The Hon Wilson Tuckey, MP

Minister for Forestry and Conservation




23 September 1999




Another increase in the trade deficit for wood and paper produ cts highlights the need for Australia to step up its efforts to market our unique timbers, the Minister for Forestry and Conservation, Wilson Tuckey today.


Mr Tuckey said preliminary trade statistics released by the Australian Bureau of Statistics indicated that the trade deficit for wood and paper products widened from

$1 745 billion in 1997-98 to 1.963 billion in 1998-99.


"Australia’s imports of forest products rose by a further six per cent to $3.26 billion in 1998-99, the second year in a row of import rises,” Mr Tuckey said.


“This worrying trend can only be overcome when value added timber products, including high quality paper can be produced in Australia to overcome this deficit. This will only happen when Investors, who in many cases need to have hundreds of millions of dollars through to the billions of dollars to get started, have the confidence that the RFA process has delivered a guaranteed wood supply and security to back the investment.


My Forestry Action Agenda process will build on the RFA agreements and legislation to provide the security for companies to invest in value adding timber processes,” said Mr Tuckey.


A major factor in the rise was a jump in pulp imports, following reduced pulp production in Tasmania and increased use of imported pulp for paper production in Victoria.
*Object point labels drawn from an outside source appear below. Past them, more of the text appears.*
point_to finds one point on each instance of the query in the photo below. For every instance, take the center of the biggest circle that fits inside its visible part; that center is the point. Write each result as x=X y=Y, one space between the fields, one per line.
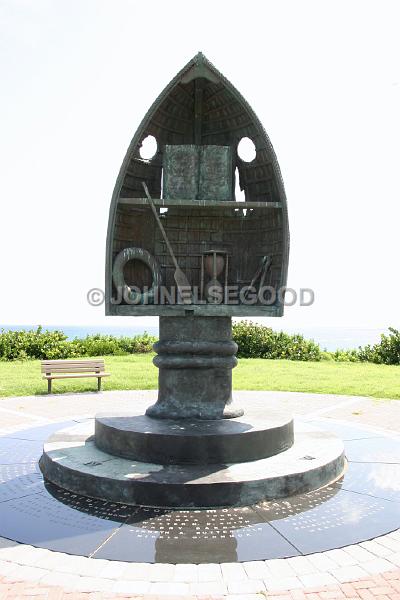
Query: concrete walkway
x=367 y=570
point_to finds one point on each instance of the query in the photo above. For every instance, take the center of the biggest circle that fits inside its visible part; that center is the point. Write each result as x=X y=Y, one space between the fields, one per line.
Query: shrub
x=387 y=352
x=345 y=355
x=52 y=345
x=257 y=341
x=35 y=343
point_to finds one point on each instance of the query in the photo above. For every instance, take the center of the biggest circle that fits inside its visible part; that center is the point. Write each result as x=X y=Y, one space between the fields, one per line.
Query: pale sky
x=77 y=76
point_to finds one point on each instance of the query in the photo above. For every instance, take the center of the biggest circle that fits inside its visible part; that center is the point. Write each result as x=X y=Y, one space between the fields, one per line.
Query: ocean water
x=329 y=338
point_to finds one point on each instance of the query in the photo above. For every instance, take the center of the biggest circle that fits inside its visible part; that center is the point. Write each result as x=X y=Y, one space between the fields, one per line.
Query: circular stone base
x=167 y=441
x=72 y=461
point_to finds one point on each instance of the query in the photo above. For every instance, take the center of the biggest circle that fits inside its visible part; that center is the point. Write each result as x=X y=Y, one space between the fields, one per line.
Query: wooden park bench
x=72 y=369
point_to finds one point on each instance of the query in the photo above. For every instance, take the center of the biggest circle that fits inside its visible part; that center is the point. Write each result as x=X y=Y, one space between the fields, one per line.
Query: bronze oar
x=184 y=288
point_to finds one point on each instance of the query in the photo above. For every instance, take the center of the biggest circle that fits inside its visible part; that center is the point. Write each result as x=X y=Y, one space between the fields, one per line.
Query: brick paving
x=369 y=570
x=380 y=587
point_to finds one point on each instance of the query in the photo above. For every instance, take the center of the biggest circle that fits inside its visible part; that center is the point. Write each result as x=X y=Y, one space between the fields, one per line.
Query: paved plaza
x=366 y=570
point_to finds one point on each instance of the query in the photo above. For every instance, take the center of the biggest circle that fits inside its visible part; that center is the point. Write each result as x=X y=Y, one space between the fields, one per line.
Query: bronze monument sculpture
x=182 y=247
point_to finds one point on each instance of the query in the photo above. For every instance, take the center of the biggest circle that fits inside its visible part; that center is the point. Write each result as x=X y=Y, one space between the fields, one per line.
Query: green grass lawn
x=136 y=372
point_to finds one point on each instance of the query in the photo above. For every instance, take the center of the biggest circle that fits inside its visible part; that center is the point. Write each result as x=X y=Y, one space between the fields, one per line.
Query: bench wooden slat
x=71 y=363
x=76 y=375
x=72 y=369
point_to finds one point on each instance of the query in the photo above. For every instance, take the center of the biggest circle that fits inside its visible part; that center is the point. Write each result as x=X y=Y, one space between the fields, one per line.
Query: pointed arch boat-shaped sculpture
x=200 y=111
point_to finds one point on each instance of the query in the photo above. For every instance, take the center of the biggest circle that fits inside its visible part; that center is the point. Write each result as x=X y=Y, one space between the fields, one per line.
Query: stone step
x=72 y=461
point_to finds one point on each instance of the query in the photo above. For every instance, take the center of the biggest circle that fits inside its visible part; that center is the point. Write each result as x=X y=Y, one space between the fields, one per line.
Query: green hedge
x=53 y=345
x=254 y=341
x=257 y=341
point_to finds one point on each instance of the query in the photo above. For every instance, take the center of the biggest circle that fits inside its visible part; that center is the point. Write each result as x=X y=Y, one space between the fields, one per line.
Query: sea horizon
x=328 y=337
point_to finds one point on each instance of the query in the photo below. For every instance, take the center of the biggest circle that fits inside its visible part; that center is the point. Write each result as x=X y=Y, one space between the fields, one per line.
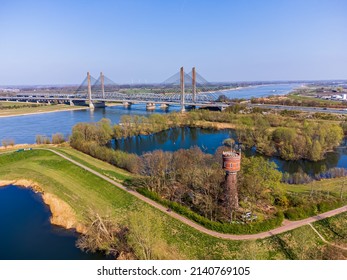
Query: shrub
x=233 y=228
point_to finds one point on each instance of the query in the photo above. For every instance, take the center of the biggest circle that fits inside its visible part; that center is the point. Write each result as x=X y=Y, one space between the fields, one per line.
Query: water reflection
x=209 y=140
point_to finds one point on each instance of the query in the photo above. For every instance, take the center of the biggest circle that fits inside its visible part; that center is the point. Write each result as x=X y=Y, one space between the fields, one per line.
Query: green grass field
x=84 y=191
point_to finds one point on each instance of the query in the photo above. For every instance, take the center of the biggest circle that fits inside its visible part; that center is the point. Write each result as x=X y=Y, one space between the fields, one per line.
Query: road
x=299 y=108
x=289 y=225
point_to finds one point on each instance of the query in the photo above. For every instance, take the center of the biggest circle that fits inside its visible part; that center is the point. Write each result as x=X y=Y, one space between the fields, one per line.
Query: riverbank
x=62 y=214
x=83 y=191
x=38 y=110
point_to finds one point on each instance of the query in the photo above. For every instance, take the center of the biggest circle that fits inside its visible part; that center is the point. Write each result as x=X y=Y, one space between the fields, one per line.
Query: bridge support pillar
x=182 y=89
x=194 y=84
x=91 y=105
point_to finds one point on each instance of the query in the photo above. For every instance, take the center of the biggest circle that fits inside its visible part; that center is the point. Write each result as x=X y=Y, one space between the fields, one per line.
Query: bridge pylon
x=182 y=89
x=193 y=85
x=91 y=105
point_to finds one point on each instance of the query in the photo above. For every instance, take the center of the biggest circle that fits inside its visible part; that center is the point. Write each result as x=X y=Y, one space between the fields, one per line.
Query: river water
x=26 y=233
x=23 y=129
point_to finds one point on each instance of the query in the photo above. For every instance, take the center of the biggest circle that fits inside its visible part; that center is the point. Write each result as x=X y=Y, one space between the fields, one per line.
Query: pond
x=26 y=232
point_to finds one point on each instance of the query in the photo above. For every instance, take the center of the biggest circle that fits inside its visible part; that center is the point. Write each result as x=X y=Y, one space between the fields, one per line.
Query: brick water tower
x=231 y=165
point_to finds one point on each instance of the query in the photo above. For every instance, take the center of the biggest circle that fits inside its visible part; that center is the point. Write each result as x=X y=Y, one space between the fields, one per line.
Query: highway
x=299 y=108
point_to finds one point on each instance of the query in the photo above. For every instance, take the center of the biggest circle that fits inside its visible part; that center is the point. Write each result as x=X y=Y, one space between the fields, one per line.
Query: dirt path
x=289 y=225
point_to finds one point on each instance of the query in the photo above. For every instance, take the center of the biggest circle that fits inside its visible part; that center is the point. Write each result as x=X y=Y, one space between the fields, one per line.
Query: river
x=209 y=140
x=23 y=129
x=26 y=233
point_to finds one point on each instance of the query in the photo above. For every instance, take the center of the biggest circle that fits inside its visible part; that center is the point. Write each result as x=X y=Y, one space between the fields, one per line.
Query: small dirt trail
x=289 y=225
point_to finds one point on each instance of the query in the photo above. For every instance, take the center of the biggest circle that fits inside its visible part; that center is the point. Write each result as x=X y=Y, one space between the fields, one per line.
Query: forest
x=191 y=182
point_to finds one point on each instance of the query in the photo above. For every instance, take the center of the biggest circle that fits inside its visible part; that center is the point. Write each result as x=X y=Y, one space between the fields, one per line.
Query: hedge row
x=254 y=227
x=305 y=211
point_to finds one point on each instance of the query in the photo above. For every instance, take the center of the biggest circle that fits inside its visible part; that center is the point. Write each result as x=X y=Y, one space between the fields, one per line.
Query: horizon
x=145 y=42
x=267 y=82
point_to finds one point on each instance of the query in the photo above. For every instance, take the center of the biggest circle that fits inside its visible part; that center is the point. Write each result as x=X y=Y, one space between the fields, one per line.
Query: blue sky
x=57 y=42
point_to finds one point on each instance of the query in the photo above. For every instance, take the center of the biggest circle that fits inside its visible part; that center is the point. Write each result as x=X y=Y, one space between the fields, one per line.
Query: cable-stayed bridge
x=184 y=90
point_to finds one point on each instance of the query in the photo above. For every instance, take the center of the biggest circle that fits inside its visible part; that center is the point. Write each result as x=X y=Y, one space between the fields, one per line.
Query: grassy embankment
x=83 y=191
x=8 y=108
Pulp imports rose by $67 million to $193 million, and the volume of imports rose by 72 per cent to 310,000 tonnes.


The value of imports of paper and paper board rose by 3.5 per cent ($59 million) to a record $1.76 billion, mostly as a result of an increase In the unit value of paper and paper board imports. In contrast, the total volume of imports of paper and paper board fell three per cent to 1.3 million tonnes.


After three years of strong growth, the value of exports of forest products from Australia fell by two per cent to $1.30 billion in 1 998-99.


“The good news is that these falls were partly offset by increased exports to several Asian countries of other forest products such as sawn wood, round wood, wood based panels and wastepaper.


“These increased strongly to levels above export volumes prior to the downturn in these markets in the first half of 1998. However, while export volumes were up, prices were well down across these products,” Mr Tuckey said.